O presidente do Comitê Olímpico Internacional (COI), Thomas Bach, pediu nesta terça-feira, durante a 129ª sessão do Congresso da entidade, uma "revisão total do sistema antidoping"

10:32 | 02/08/2016
"Os recentes acontecimentos mostraram que precisamos de uma revisão total do sistema antidoping da Wada (Agência Mundial Antidoping). O COI faz um apelo pela criação de um modo de combate mais robusto e eficiente que requer responsabilidades claras, mais transparência, mais independência e uma maior harmonia", declarou Bach na abertura dos debates do congresso da entidade, que definirá o destino dos atletas russos nos Jogos do Rio-2016.
O COI encarregou três de seus membros de estudar a "elegibilidade" dos atletas russos para os Jogos do Rio, depois do relatório McLaren, publicado em 18 de julho, desvendar um sistema de doping organizado no país e com participação do governo russo.
Esta comissão do COI estudará cada caso dos atletas russos individualmente e tomará uma decisão antes do início dos Jogos, nesta sexta-feira.
"No Rio, serão realizadas 4.500 análises de urina e 1.000 de sangue. As amostras destes Jogos de 2016 serão guardadas durante 10 anos. As punições em casos de doping nos Jogos serão responsabilidade de forma independente do Tribunal Arbitral do Esporte (TAS) e não mais do COI", explicou o dirigente.
"A mensagem que estamos mandando com todas estas ações é clara: queremos manter à distância todos os trapaceiros dos Jogos.
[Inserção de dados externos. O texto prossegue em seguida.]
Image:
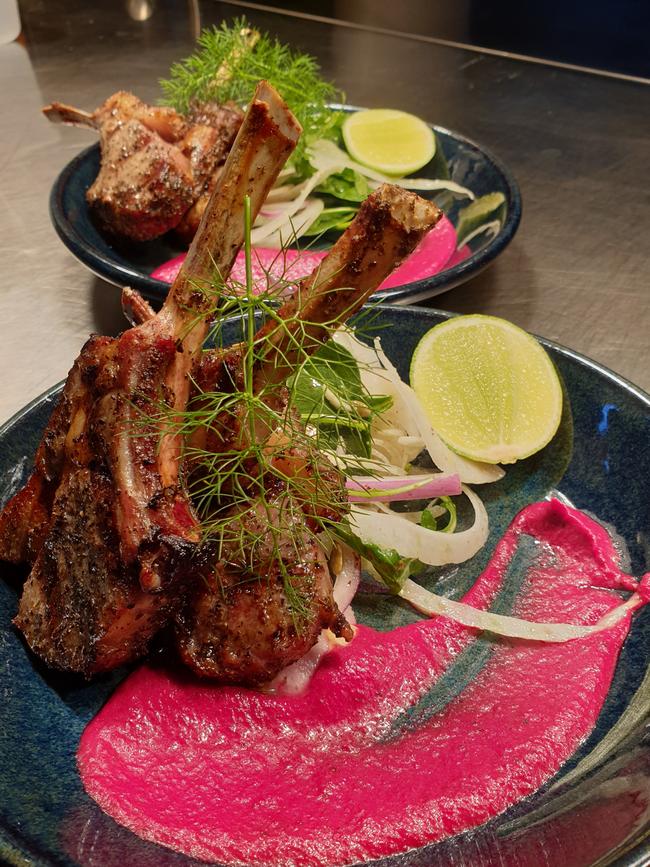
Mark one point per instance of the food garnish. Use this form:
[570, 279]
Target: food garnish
[227, 66]
[160, 163]
[489, 388]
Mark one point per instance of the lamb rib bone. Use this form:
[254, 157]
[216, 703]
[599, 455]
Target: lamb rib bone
[239, 630]
[121, 528]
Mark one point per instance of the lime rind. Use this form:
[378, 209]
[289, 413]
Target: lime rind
[393, 142]
[489, 388]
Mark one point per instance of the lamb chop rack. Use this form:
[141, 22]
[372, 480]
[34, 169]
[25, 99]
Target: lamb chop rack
[240, 625]
[158, 167]
[116, 532]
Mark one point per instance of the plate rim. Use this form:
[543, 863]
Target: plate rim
[637, 853]
[153, 289]
[573, 354]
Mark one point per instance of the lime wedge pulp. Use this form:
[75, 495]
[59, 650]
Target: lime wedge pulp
[489, 388]
[389, 141]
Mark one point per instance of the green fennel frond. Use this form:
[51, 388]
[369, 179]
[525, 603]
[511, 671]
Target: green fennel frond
[226, 68]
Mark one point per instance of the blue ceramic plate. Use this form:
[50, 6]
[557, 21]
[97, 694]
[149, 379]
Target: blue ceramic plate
[126, 263]
[599, 461]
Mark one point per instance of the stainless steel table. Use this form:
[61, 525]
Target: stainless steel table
[577, 272]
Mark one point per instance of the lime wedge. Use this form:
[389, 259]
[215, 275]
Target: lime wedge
[487, 209]
[389, 141]
[489, 389]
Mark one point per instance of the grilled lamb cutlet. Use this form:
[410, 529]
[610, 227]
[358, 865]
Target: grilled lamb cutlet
[240, 626]
[108, 564]
[158, 168]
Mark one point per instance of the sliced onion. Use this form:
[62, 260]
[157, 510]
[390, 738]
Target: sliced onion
[512, 627]
[324, 155]
[266, 228]
[347, 579]
[294, 226]
[380, 376]
[401, 488]
[433, 547]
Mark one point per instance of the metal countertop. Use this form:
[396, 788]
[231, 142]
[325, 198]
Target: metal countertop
[577, 272]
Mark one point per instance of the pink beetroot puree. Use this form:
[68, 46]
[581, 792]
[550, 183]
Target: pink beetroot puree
[236, 776]
[431, 256]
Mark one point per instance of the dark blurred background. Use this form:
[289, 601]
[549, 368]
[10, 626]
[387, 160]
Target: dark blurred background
[613, 35]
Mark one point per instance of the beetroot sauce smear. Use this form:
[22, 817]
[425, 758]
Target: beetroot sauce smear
[335, 775]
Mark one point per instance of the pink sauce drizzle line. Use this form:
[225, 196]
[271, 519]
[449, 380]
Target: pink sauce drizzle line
[236, 776]
[431, 256]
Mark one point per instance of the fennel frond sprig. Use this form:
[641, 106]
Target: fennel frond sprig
[263, 476]
[295, 75]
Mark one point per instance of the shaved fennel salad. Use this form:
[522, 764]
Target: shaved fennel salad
[322, 186]
[401, 518]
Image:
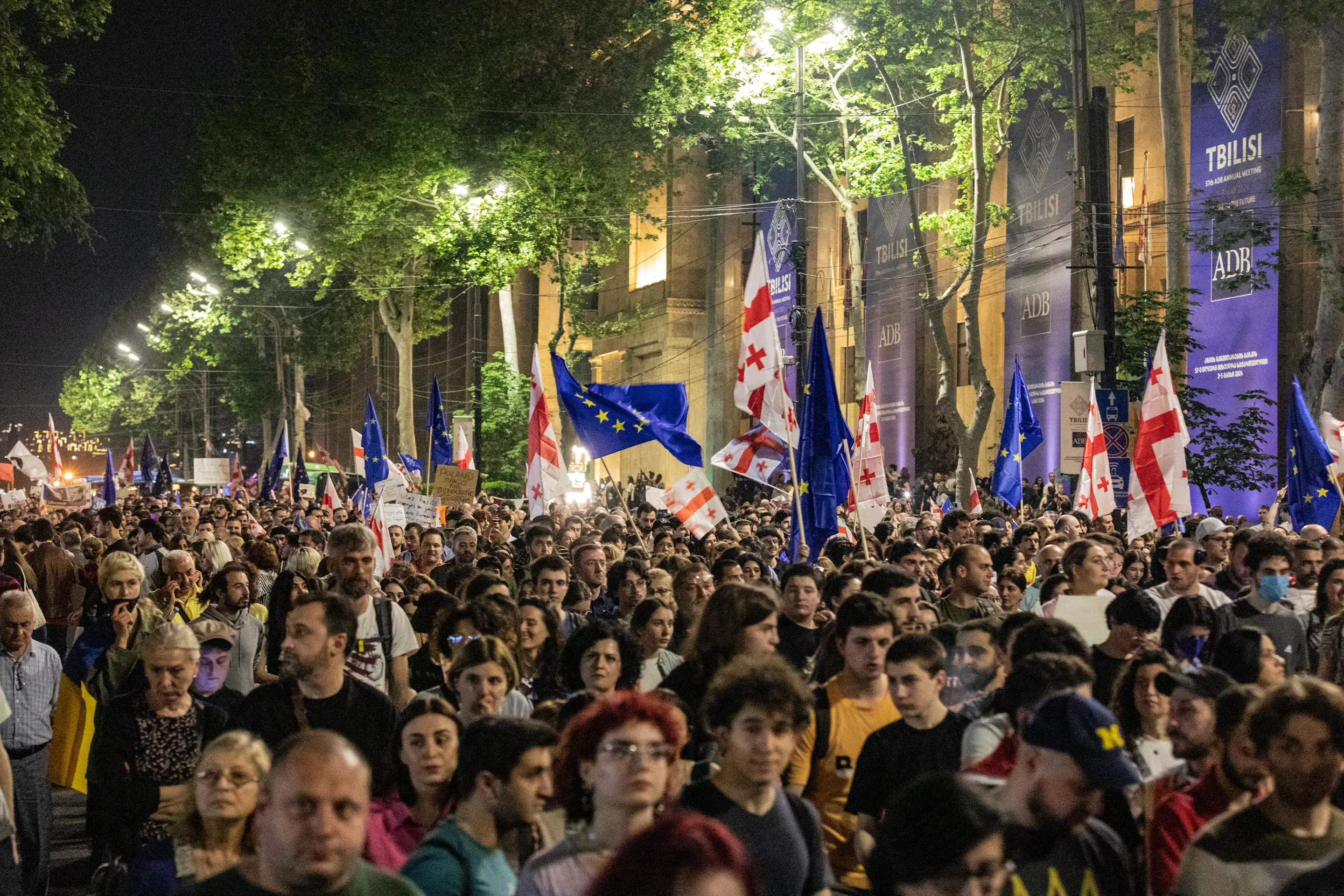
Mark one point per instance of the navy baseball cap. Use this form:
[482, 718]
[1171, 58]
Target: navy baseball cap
[1088, 733]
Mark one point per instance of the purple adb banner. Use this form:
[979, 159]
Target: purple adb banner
[1236, 136]
[1036, 277]
[891, 323]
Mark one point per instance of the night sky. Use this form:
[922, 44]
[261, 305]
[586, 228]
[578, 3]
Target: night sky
[135, 101]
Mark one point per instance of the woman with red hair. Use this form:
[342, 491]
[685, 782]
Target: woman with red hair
[689, 855]
[613, 774]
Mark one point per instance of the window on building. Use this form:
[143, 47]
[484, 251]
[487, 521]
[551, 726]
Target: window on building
[650, 242]
[1126, 160]
[963, 357]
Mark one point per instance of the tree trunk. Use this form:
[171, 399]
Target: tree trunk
[1324, 375]
[397, 309]
[1174, 147]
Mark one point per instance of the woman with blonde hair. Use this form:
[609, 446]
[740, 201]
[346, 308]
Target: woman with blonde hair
[224, 791]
Não há lugar onde possam se esconder", completou.
Bach se mostrou contrário às vozes que pediam uma suspensão total da Rússia, após a publicação do relatório McLaren, classificando essa possibilidade de "opção nuclear".
"Consideramos por um momento as consequências de uma opção nuclear. O resultado é morte e devastação. Não é o que defende o movimento olímpico", concluiu.